Adding a submodule to your project

Adding a new submodule to your project is simple, just right-click on a blank area of the sidebar and select ‘New Submodule’ (or select it from the Repository menu).

You’ll then be prompted to provide a source URL to clone the contents from, and the path within the current repository that this submodule will reside. Once the submodule has cloned, you’ll see it appear in the sidebar like this:

This tells you that your submodule is located in dependencies/sub1 and is currently on the ‘master’ branch. If you wanted to see more detail about the submodule, just double-click on it to open it in its own repository window, from which you can, if you like, make changes to it just like any other repository. Submodule entries can also have annotations to let you know if there are uncommitted changes in the submodule (ellipsis annotation, i.e. ‘…’), or incoming / outgoing changes (up/down arrow).

In this case you’ve just added the submodule, but it’s not actually committed yet. You’ll see in the file status view that a couple of entries have been staged:

In Mercurial, there will be a “.hgsub” file instead but the principle is the same. These uncommitted changes represent the addition of the submodule to your repository, and you must commit & push them as you would do with any other change. Once you’ve done this, anyone cloning the repository will also get the submodule, at the same commit.

Typical submodule tasks

Submodules are likely to be more static than your own main repository, but there are still several tasks related to them that you may want to do:

Change the submodule commit which your repository is tracking

Submodules are pinned at a given commit, so that you always get the expected version of the submodule contents. If there are new changes in the submodule which you want to use in your repository, all you have to do is open the submodule (double-click) and checkout/update to a different commit, either via pull, merge or just manually checking a commit out – just as you would do normally with any other repository. Once you have done this, return to the parent repository and you will see an uncommitted change on the submodule, which will show in the diff the change in tracked commit:

Again, you commit & push this change just like any other, after which point the submodule contents will be pinned at this new commit.

Commit / push changes to a submodule together with parent repository

If you have write access to the upstream submodule source (and if not, maybe you might fork it and change the submodule source, see below), you may sometimes update files in the submodule, and want to commit / push those changes at the same time as you commit / push changes to your parent repository.

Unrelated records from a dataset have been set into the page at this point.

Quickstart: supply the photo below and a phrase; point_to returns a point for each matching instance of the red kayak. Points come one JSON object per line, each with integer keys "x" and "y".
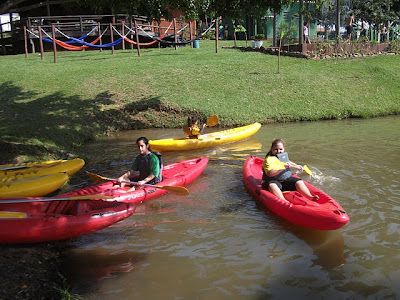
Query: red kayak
{"x": 176, "y": 174}
{"x": 44, "y": 221}
{"x": 324, "y": 214}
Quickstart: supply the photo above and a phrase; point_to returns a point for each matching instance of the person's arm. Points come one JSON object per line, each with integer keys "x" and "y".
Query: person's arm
{"x": 154, "y": 169}
{"x": 294, "y": 165}
{"x": 273, "y": 166}
{"x": 126, "y": 176}
{"x": 202, "y": 128}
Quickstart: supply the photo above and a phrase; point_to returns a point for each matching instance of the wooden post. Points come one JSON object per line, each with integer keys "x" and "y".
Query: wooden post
{"x": 159, "y": 33}
{"x": 41, "y": 42}
{"x": 190, "y": 35}
{"x": 53, "y": 34}
{"x": 216, "y": 35}
{"x": 137, "y": 38}
{"x": 301, "y": 39}
{"x": 175, "y": 36}
{"x": 28, "y": 25}
{"x": 25, "y": 42}
{"x": 99, "y": 29}
{"x": 112, "y": 39}
{"x": 123, "y": 34}
{"x": 131, "y": 26}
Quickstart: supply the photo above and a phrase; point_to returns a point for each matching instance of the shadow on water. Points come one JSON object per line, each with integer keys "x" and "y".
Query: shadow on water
{"x": 327, "y": 245}
{"x": 96, "y": 265}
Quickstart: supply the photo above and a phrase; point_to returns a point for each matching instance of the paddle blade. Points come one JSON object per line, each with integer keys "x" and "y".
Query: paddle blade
{"x": 177, "y": 190}
{"x": 12, "y": 214}
{"x": 187, "y": 130}
{"x": 307, "y": 170}
{"x": 96, "y": 177}
{"x": 212, "y": 121}
{"x": 89, "y": 197}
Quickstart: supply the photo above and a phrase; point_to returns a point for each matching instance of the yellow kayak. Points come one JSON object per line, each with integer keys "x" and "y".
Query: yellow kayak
{"x": 32, "y": 186}
{"x": 13, "y": 172}
{"x": 206, "y": 140}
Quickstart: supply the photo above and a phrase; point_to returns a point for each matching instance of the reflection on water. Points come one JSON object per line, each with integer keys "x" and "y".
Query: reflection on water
{"x": 219, "y": 243}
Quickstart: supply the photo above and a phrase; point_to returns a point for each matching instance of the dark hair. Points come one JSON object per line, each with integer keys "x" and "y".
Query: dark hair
{"x": 192, "y": 120}
{"x": 145, "y": 141}
{"x": 276, "y": 142}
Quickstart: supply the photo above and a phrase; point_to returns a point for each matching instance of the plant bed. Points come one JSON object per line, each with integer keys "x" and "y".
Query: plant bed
{"x": 326, "y": 50}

Mercurial actually requires this, by default it automatically commits subrepository changes when you commit the parent, using the same commit message. However, that’s often not what you want – there’s a good chance you’ll want a different commit message for the submodule change. Luckily, SourceTree makes that really easy – when you try to commit the parent, if there are uncommitted changes in submodules you’ll get a prompt telling you so, like this:

From this dialog you can click the ‘Commit’ button next to the submodule and commit those changes with a message of your choosing, separate to the parent repo commit message. In Git, the ‘Skip’ button at the bottom is enabled so you can just leave the changes uncommitted if you like, but Mercurial doesn’t allow this.

Change the source URL for a submodule

A submodule definition includes the URL which people cloning the parent repository will retrieve the submodule content from. Sometimes, you might want to change this – a common example is if you were using a 3rd party library which you had only read-access to, but later decided to fork it and make your own changes. In this case, you’ll want to change the source URL to your fork for all future clones / updates. In SourceTree this is easy, just right-click on the submodule and select “Change Source URL”. You’ll need to commit and push the change as normal, but after that your fork will be the source for the submodule.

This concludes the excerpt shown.